The narrative was originally conceived as a response to the World War II, as the character Isaac would be a Jewish Holocaust refugee photographer who had recently arrived in Portugal. The script featured discussions about the persecution of Jews in Portugal and the origins of antisemitism.

Angélica was one of Manoel de Oliveira's projects whose funding was repeatedly denied, forcing him into a 14-year hiatus until The Artist and the City (1956). Oliveira submitted the project to the Secretariado Nacional de Informação, the censorship body of the Salazar regime (Estado Novo). The filmmaker never received a response. He later considered that "A story like this had nothing to please the regime. It served them neither politically nor as a distraction for the people [...]. The plot must have seemed to them a veiled denunciation of a totalitarian government that clipped the wings of freedom".'

In 1988, the Cinemateca Portuguesa (Lisbon) published "Some unrealized projects and other texts - Manoel de Oliveira", which includes the screenplay of Angélica, among others, such as Bruma (1931), Os Gigantes do Douro (1934), Prostituição (1940) and Saltimbancos (1944).'

The screenplay was also published in France under the title "Angélica (1954): Un découpage" in 1993. An English language translation was published in 1998. In the preface to this edition, Oliveira describes how Maria Antónia's death inspired the narrative: "We received a phone call […] informing us that Maria Antónia had felt unwell. […] As they knew I always had a camera in the glove compartment of my car, they asked me to take a photograph, saying that the deceased looked very beautiful […] My camera was a pre-war Leica, whose focus was achieved through a viewfinder where the image unfolds and overlaps […]. This specific focusing exercise gave me the strange impression of seeing a soul leaving the body".

=== Pre-production ===
In the 21st century, French producer Leon Cakoff convinced Manoel de Oliveira to return to the project. He sought to adapt the argument with contemporary elements, adding possibilities that cinema could not allow it in the 1950s.

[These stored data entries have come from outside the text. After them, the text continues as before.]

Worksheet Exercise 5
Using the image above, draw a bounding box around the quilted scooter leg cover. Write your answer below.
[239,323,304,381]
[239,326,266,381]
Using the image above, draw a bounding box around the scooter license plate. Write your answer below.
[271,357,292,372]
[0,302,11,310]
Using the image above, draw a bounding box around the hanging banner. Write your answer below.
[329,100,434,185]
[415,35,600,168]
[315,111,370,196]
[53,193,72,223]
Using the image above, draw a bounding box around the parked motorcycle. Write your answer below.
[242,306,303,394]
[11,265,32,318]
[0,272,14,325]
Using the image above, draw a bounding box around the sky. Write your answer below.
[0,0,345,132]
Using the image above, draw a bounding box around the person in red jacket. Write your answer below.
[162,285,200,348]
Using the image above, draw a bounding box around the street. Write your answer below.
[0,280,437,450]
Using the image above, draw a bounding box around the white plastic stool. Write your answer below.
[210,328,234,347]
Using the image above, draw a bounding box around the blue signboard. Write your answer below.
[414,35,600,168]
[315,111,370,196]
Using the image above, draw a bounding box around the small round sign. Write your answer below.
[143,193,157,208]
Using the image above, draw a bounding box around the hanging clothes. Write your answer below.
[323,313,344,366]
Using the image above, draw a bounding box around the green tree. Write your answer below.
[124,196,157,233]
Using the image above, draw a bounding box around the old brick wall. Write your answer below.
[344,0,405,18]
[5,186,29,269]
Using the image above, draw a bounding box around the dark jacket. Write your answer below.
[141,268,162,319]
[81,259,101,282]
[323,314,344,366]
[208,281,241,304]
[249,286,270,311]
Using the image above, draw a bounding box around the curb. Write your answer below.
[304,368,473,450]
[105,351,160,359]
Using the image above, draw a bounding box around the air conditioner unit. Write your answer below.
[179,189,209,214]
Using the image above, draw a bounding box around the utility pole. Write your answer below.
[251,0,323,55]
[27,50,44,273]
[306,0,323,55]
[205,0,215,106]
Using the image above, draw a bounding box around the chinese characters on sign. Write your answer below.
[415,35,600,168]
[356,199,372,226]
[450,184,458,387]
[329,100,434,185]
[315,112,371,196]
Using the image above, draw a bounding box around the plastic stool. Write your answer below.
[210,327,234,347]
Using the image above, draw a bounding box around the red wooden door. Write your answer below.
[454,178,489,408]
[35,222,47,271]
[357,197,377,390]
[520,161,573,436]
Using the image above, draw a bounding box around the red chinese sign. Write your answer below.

The film was a co-production between Portugal, France and Spain. It was produced by Filmes do Tejo II (Portugal), Eddie Saeta SA (Espanha), Les Films de l’Après-Midi (França), with the support of the São Paulo International Film Festival (Mostra SP). In partnership with Instituto do Cinema e Audiovisual (ICA), RTP, Centre national du cinéma et de l'image animée, Calouste Gulbenkian Foundation, Ibermedia Program, Institute of Cinematography and Audiovisual Arts (ICAA), Fundo Nacional da Cultura (FNC) and the Ministry of Culture (Brazil).

== Release ==
The Strange Case of Angelica was selected for the 2010 Cannes Film Festival, where it premiered as the opening of the Un Certain Regard section on 13 May. It was also selected for the 2010 Karlovy Vary Film Festival, the 2010 Toronto International Film Festival, 2010 New York Film Festival, 2010 São Paulo International Film Festival, among others.

It was theatrically released in France by Epicentre Films on 6 March 2011, and in Portugal by ZON Lusomundo on 28 April.

==Reception==

=== Box office ===
Upon its premiere in France, the film attracted 32,674 viewers in theaters, and was the European country with more tickets sold. Spain followed with 6,019 viewers, and Portugal had a total of 2,724 viewers sold.

=== Critical response ===
Keith Uhlich of Time Out New York named The Strange Case of Angelica the sixth-best film of 2010, calling it "the greatest man-falls-in-love-with-a-ghost story ever directed by a 101-year-old."

In France, Cahiers du Cinéma listed it as the second-best film of 2011. Cahiers later named The Strange Case of Angelica the tenth-best film of the 2010s.